The tripping of a 500-Mw generation unit of Tata Power on Tuesday morning led to power outages in several parts of South and Central Mumbai, an unusual event in this city.
For technical reasons, it was not possible to bring power from outside the city to tide over the crisis and the supply could be restored only around 8:30 pm.
Through the day, the outages affected the functioning of banks, trading houses and commercial establishments and hotels. Brihanmumbai Electric Supply and Transport (BEST) supplies power, sourced from Tata Power, to about a million consumers in the city.
“Dark office in Mumbai. Lights out in the whole area. The coal crisis is beginning to literally show its dark side. A threat to the India story,” tweeted industrialist Anand Mahindra, chairman and managing director of the Mahindra group.
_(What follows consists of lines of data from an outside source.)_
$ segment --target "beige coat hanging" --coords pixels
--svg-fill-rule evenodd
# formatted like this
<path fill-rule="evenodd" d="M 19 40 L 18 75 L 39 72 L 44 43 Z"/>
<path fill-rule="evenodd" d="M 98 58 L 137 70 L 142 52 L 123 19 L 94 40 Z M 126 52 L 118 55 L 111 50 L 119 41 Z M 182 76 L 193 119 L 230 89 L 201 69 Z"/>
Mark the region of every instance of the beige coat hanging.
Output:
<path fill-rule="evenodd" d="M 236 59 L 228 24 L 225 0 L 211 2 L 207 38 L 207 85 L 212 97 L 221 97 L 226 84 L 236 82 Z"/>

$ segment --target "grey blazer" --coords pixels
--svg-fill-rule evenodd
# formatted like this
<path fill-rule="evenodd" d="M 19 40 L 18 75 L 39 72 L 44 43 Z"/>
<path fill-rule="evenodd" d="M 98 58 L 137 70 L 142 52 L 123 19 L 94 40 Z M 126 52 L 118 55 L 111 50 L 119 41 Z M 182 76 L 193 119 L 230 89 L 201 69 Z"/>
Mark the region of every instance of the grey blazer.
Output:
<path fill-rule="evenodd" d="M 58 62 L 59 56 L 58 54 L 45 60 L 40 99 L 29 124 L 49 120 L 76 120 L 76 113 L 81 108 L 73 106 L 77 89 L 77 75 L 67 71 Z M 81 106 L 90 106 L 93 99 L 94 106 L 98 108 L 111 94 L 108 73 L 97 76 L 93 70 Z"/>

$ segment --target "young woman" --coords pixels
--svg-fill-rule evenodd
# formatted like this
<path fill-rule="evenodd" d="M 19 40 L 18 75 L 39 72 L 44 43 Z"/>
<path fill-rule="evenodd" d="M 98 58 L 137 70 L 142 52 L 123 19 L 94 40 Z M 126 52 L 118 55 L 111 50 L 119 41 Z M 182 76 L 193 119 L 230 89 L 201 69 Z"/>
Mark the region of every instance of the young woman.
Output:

Tata Power Company said the power cut, which began at 9.45 am, was caused by a technical fault at one of its units and forced it to switch off power to some areas of the city, including business districts. The company did not say what caused the fault at the plant.
Overloading of the state transmission network prevented local electricity distribution companies from sourcing extra power available elsewhere in India into Mumbai, Tata said.
Reliance Infrastructure, which supplies power in the city’s western suburbs, also had to curtail supply on the state load dispatch centre’s instructions.
Tata Power’s distribution licence (valid up to August 2039) was renewed only last month.